“The change will not happen overnight. In 1984, India had only two million telephone lines and today seven million lines are being added every month. A similar revolution will happen in the higher education sector in the next few years,” Mr Pitroda said from Chicago via a video conference link.
He was responding to questions from delegates in Bangalore at a seminar organised by Bangalore University and Centre for Educational Social Studies to discuss the recommendations of the NKC report on higher education. The commission in its report had said that the number of universities in the country need to increase from the present 350 to 1,500 universities by 2015.
He said the Planning Commission was also discussing the suggestions made by the NKC for a four-fold increase in number of graduates.

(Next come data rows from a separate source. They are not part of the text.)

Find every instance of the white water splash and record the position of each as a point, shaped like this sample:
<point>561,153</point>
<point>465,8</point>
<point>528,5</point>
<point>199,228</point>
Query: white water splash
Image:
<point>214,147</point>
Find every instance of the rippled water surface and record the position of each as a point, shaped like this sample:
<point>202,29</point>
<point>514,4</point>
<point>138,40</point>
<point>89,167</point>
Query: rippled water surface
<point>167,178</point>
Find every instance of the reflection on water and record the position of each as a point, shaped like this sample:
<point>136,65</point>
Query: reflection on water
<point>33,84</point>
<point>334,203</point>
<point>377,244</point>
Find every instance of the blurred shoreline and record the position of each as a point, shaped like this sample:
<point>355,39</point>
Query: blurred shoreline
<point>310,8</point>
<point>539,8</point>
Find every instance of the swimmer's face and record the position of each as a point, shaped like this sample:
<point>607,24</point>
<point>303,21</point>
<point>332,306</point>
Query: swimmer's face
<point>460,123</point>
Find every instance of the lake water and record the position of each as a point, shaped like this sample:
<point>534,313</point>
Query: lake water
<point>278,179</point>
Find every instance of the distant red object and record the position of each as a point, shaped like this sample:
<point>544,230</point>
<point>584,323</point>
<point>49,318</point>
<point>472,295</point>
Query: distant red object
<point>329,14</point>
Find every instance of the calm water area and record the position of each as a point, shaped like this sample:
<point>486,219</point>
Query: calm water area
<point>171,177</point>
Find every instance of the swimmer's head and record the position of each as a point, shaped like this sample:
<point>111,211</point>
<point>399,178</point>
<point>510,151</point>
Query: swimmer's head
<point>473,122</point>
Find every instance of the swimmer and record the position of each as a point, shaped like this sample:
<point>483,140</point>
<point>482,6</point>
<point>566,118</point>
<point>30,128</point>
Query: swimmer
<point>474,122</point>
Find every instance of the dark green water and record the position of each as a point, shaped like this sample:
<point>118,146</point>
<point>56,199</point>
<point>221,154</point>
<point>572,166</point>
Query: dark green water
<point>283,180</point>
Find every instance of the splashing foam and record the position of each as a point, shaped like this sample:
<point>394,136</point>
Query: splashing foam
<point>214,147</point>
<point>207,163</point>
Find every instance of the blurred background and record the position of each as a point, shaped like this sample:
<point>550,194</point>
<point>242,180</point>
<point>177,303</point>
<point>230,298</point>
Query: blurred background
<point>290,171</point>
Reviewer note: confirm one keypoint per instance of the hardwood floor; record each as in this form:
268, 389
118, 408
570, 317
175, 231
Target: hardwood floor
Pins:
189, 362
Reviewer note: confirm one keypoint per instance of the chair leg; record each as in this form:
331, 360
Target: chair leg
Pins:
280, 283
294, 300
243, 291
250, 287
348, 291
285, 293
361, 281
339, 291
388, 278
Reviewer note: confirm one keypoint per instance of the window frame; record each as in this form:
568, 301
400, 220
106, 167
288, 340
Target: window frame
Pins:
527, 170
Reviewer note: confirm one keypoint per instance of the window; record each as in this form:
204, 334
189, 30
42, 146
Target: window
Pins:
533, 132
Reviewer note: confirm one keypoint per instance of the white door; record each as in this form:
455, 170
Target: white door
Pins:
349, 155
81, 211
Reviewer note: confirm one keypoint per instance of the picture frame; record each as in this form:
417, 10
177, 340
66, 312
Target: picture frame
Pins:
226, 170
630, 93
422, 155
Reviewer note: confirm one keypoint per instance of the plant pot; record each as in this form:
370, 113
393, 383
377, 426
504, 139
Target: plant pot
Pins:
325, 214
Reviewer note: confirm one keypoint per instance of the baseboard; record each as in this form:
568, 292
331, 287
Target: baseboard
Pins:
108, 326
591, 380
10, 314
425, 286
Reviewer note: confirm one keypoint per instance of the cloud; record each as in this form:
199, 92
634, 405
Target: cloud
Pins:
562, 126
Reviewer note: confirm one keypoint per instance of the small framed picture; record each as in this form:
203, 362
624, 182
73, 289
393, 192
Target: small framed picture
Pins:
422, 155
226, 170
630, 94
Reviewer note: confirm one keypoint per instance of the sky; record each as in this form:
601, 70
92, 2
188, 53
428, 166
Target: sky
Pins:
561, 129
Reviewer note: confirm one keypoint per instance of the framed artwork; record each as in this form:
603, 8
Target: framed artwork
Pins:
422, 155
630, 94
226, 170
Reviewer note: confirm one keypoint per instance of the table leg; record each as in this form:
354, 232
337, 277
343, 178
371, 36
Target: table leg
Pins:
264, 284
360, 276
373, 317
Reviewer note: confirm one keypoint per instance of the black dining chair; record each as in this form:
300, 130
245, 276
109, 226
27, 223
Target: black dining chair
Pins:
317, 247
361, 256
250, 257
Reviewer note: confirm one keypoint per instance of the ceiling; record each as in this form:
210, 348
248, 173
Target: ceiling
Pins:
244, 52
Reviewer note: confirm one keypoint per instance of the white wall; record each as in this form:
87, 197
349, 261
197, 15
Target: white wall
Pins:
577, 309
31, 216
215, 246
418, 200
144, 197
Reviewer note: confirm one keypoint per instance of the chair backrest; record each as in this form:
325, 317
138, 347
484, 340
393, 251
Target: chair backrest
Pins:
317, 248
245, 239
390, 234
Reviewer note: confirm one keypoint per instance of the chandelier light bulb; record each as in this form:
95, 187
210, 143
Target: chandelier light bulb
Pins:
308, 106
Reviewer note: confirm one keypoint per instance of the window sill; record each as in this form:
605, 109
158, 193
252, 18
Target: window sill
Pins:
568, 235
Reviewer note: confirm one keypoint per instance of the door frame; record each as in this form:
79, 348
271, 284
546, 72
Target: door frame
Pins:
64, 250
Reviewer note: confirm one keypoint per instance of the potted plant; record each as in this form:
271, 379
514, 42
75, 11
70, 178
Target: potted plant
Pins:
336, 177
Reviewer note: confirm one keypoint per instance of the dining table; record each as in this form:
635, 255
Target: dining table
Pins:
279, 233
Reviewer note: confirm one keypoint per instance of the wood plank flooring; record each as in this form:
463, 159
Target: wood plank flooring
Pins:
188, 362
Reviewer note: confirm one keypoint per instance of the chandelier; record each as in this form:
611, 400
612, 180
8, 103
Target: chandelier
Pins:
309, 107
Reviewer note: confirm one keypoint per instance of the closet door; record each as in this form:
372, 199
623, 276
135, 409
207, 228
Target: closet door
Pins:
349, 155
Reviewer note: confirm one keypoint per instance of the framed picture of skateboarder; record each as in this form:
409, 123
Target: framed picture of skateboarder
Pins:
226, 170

The centre is working on a strategy and looking at an investment of nearly 30 billion dollars to achieve the target, he said.
He said the research and teaching need to go hand in hand.
No research
“In India scientists do not teach, whereas teachers have no resources to do research. This should change,” he said Higher Education Minister D H Shankaramurthy wanted a remedy from Mr Pitroda to some of the burning problems faced by the State in the education sector.
Students are not taking up teaching, everybody wants to take up IT, he said. Mr Pitroda said the salary structure need to improve in other sectors.
“If a engineering graduate can get a salary of Rs 50,000 soon after college, why will he become a teacher where the take home is Rs 10,000 per month. The youth are after wealth and we need to accept the fact,” he said. He said that it was for the older generation to take up social service and it was wrong to expect sacrifices from the younger generation for societal building.